Говоря это, великий физик бессознательно вышучивал смутную и даже безразличную ему, как он полагал, идею об отражении в нас духа божьего.
Но в том из нас, в ком этот дух отражается, непоколебимая идея Бога проявляет себя лишь в той мере, в какой наша вера способна вызвать ее. Бог, как всякая мысль, живет в человеке лишь в соответствии с его восприятием. Никто не знает ни того, где начинается Иллюзия, ни того, из чего состоит Реальность. И поскольку Бог являет собой самую великую из возможных идей, а всякая идея обретает реальность лишь в соответствии с желанием и духовным взором, присущим каждому живому человеку, само собой разумеется, что исключить из своих мыслей идею какого-либо бога означает не что иное, как, неизвестно чего ради, обезглавить свой дух.
Заканчивая свой монолог, Эдисон остановился у большого окна и стал пристально всматриваться в туман, пронизываемый лунными лучами и стелющийся по траве.
— Ладно!.. — сказал Эдисон. — Вызов принят! И раз Жизнь относится к нам столь высокомерно, не удостаивая нас даже ответа, ну что ж! Посмотрим, не удастся ли нам все же нарушить загадочное ее молчание. Во всяком случае, мы уже сегодня можем сказать ей… что чего-нибудь да стоим!

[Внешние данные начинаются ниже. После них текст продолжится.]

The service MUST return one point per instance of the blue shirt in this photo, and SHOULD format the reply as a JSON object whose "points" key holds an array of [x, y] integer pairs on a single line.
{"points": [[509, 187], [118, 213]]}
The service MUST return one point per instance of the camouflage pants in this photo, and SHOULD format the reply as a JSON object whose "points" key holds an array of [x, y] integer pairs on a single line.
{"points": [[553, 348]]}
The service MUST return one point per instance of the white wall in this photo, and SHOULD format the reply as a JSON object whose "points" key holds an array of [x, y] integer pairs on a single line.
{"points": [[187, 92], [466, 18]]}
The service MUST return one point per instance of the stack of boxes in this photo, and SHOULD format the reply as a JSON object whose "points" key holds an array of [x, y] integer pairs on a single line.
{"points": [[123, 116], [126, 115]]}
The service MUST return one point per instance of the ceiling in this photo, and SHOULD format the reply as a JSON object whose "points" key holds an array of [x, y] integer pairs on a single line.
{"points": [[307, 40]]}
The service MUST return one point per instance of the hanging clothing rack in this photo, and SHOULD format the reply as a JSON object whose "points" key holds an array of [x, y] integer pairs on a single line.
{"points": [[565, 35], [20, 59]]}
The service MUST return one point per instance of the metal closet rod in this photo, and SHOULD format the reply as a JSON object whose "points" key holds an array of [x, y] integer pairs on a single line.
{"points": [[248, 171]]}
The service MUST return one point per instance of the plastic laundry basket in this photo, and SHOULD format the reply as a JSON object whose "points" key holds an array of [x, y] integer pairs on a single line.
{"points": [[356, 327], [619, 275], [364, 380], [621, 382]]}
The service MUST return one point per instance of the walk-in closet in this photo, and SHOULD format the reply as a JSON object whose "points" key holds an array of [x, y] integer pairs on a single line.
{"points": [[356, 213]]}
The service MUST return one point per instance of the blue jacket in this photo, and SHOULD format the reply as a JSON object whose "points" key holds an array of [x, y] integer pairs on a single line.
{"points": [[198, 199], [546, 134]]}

При этих словах изобретатель вздрогнул: в полюсе лунного света он заметил чью-то тень за стеклянными створками двери, ведущей в парк.
— Кто там? — громко прокричал он в темноту, осторожно нащупывая в кармане своего просторного лилового халата рукоять короткоствольного пистолета.
XI
Лорд Эвальд
Казалось, женщина эта отбрасывала тень на сердце юноши.
— Это я, лорд Эвальд, — произнес чей-то голос.
И, говоря это, гость открыл дверь.
— Ах, дорогой мой лорд, ради бога простите! — воскликнул Эдисон, ощупью пробираясь в темноте к электрическому выключателю. — Наши поезда движутся еще так медленно, что я ожидал увидеть вас не раньше как через три четверти часа.
— Поэтому-то я и поехал специальным поездом, предварительно приказав поднимать давление пара до последнего деления манометра, — произнес тот же голос, — я должен успеть сегодня же вечером возвратиться в Нью-Йорк.
Три углеродные лампы под голубоватыми стеклянными колпаками внезапно вспыхнули на потолке и, подобно ночному солнцу, залили светом лабораторию.
Перед Эдисоном стоял высокий молодой человек лет двадцати семи — двадцати восьми, являвший собой совершеннейший образец мужской красоты.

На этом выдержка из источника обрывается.